For remote Polars queries without a specific output sink, Polars on-premises can automatically add an output sink. We call this sink an anonymous results sink. Infrastructure-wise, these sinks can be backed by S3-compatible storage or another shared filesystem accessible from all worker nodes and the Python client. The data written to this location is not automatically deleted, so you need to configure a retention policy for this data yourself.

Shared filesystem

If your infrastructure has some shared storage file system, such as NFS (or CephFs, etc.), you can use that here. An example configuration is shown below:

[scheduler]
enabled = true
allow_local_sinks = true # required for local anonymous results
anonymous_results.local.path = "/mnt/storage/polars/anonymous-results"

Note that you must enable allow_local_sinks to allow query results to be written to a local path.

Make sure that this exact path is reachable from all worker nodes and the Python client. If the Python client does not have access to this path, it won't be able to download the anonymous results, but it will still be able to receive query status updates.

S3 compatible storage

To store anonymous results in S3 compatible storage, you can configure it as shown below. The credentials specified are automatically used in the worker. Once the anonymous results are written, the scheduler also creates a presigned URL for the Python client to download the result from the S3 location.

[scheduler]
enabled = true
anonymous_results.s3.url = "s3://bucket/path/to/key"
anonymous_results.s3.aws_secret_access_key = "YOURSECRETKEY"
anonymous_results.s3.aws_access_key_id = "YOURACCESSKEY"

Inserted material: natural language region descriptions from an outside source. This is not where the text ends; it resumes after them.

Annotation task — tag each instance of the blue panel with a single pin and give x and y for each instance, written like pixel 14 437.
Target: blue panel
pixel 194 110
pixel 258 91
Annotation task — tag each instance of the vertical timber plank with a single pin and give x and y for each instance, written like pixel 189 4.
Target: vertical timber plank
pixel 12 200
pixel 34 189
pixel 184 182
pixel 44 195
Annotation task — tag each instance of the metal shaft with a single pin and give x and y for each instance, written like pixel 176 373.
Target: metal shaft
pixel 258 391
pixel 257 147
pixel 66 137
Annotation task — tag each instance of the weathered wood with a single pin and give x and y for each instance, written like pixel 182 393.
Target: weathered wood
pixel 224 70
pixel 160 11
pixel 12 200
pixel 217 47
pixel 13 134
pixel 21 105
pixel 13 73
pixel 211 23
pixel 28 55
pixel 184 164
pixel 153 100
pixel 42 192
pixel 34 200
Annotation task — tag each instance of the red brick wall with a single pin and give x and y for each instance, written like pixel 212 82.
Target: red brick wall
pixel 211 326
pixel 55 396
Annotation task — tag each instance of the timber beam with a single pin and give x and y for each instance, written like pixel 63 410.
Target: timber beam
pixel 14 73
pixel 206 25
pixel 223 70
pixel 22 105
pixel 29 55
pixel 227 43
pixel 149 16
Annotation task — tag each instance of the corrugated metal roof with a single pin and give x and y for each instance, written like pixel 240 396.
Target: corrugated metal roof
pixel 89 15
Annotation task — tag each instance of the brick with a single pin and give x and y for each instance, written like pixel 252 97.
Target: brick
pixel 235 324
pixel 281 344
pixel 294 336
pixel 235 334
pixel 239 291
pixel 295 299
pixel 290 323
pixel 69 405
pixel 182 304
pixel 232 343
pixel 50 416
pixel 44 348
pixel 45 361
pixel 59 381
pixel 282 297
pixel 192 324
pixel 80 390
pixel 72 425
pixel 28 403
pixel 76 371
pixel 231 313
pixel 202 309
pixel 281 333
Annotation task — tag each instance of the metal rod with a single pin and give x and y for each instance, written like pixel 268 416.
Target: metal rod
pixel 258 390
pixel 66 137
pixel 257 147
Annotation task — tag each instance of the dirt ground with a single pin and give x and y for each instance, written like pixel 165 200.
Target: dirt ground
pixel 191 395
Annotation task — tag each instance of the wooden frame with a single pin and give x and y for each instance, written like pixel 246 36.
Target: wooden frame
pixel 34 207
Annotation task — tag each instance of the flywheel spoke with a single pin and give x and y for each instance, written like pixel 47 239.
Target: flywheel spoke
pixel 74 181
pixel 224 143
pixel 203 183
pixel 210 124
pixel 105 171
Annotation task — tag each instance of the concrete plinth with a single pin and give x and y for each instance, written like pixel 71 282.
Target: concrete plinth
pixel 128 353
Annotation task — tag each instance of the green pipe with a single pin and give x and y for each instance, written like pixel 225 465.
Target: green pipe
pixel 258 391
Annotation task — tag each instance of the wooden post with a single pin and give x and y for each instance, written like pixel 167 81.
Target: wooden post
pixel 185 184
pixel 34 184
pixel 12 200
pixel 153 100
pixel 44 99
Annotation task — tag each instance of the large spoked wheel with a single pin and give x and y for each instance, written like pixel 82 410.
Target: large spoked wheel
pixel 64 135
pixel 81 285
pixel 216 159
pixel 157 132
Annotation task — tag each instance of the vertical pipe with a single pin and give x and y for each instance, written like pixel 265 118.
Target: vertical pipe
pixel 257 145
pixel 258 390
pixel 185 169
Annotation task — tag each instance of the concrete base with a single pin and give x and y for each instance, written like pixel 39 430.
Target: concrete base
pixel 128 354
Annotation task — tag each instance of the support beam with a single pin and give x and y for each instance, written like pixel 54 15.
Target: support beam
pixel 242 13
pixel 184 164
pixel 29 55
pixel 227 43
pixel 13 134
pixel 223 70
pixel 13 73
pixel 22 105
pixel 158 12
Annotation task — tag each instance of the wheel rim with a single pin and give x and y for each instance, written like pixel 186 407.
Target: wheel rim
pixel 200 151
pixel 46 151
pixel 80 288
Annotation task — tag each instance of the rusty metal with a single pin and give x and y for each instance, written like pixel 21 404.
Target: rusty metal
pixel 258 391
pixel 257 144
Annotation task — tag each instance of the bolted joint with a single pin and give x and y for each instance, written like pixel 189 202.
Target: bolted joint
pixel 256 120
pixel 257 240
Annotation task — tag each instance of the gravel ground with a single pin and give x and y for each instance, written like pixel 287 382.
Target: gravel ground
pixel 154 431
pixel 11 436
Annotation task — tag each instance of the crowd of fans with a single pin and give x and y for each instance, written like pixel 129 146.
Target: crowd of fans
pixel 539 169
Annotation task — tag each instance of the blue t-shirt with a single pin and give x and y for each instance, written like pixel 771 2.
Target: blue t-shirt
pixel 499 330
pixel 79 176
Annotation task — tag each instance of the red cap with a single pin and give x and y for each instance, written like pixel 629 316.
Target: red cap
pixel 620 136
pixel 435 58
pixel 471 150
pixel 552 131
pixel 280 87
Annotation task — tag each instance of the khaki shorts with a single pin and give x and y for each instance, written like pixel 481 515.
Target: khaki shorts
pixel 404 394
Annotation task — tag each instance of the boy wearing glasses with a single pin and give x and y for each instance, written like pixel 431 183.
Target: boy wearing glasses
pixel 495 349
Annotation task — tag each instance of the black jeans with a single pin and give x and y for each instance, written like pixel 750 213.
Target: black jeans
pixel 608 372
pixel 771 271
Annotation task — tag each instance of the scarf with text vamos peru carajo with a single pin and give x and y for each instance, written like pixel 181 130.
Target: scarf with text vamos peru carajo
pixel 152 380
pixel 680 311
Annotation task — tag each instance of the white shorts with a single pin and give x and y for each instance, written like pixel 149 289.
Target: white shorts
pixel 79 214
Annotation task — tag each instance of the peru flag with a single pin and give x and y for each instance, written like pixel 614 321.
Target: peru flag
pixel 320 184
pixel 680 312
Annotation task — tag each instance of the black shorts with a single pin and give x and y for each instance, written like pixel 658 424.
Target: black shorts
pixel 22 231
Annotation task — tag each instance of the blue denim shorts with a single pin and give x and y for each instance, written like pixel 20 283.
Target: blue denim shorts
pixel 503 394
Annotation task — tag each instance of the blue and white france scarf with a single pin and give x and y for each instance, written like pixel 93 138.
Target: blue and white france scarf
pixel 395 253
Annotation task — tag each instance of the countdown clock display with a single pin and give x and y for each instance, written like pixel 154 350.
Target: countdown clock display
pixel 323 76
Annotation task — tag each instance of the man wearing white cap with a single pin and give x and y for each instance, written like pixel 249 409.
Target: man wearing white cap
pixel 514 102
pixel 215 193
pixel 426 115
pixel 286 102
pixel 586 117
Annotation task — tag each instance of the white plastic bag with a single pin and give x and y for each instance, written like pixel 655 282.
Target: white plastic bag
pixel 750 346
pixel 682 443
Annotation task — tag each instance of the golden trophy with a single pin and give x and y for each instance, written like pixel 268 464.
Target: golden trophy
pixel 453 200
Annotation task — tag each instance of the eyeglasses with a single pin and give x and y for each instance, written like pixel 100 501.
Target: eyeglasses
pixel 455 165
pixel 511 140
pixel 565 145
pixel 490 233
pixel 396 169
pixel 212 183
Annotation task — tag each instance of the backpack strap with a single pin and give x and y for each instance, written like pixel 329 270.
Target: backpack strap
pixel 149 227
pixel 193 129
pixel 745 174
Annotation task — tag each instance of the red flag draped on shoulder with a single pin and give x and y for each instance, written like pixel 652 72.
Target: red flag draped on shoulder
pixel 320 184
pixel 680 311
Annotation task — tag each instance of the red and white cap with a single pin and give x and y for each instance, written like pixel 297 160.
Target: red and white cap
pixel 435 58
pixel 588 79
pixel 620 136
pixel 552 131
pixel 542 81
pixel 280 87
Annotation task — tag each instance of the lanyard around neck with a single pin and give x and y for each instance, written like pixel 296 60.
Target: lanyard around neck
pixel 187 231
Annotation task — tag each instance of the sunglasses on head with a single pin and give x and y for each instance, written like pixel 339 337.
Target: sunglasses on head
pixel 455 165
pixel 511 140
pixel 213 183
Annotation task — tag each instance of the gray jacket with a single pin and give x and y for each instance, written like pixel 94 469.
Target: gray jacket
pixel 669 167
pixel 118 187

If you self-host an S3 compatible storage solution, you can override the aws_endpoint_url configuration option.

[scheduler]
anonymous_results.s3.url = "s3://bucket/path/to/key"
anonymous_results.s3.aws_endpoint_url = "http://your-s3-compatible-storage-host:8080"

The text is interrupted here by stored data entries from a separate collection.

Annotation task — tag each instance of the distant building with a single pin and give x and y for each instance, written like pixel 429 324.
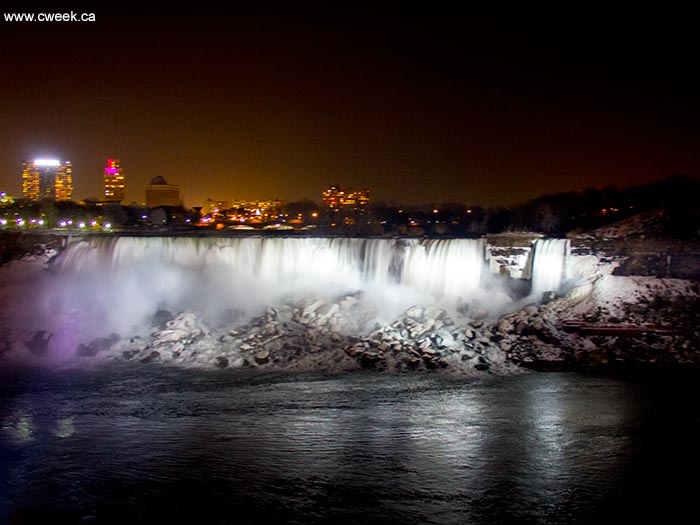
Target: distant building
pixel 5 198
pixel 114 182
pixel 47 179
pixel 160 193
pixel 255 211
pixel 337 198
pixel 214 208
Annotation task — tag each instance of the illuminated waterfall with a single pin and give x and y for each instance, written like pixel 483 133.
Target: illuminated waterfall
pixel 126 279
pixel 548 266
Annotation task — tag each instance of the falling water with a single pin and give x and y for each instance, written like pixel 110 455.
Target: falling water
pixel 548 266
pixel 116 283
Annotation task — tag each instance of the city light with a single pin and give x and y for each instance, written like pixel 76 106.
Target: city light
pixel 47 162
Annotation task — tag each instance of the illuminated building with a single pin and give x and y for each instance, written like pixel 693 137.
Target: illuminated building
pixel 47 179
pixel 114 184
pixel 255 211
pixel 160 193
pixel 337 198
pixel 5 198
pixel 214 208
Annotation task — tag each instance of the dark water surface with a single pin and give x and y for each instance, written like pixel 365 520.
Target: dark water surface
pixel 143 445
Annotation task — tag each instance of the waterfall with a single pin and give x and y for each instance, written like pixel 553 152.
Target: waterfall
pixel 548 266
pixel 120 281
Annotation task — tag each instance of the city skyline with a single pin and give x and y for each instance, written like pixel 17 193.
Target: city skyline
pixel 420 106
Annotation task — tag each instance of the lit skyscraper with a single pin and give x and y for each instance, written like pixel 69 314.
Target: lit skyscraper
pixel 47 179
pixel 160 193
pixel 114 183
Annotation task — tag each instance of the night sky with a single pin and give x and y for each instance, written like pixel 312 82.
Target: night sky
pixel 419 104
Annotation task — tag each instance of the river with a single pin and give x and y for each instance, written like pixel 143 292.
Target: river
pixel 143 444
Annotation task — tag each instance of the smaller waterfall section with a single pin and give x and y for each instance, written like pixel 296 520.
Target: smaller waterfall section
pixel 549 266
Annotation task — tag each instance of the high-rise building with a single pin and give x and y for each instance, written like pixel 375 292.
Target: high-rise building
pixel 337 198
pixel 47 179
pixel 160 193
pixel 114 182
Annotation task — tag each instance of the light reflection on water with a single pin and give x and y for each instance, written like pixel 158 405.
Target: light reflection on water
pixel 220 447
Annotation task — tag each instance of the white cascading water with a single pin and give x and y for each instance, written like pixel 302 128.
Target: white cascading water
pixel 548 266
pixel 116 284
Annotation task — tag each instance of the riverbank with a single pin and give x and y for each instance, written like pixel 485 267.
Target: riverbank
pixel 605 316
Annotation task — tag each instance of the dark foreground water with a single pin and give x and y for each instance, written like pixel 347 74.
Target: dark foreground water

Make sure that this endpoint is reachable from all worker nodes and the Python client. If the Python client does not have access to this endpoint, it won't be able to download the anonymous results, but it will still be able to receive query status updates.

The allowed keys under anonymous_results.s3 are the same as in scan_parquet()(e.g. aws_access_key_id, aws_secret_access_key, aws_session_token, aws_region). We currently only support the AWS keys of the storage_options dictionary, but note that you can use any other cloud provider that supports the S3 API, such as MinIO or DigitalOcean Spaces.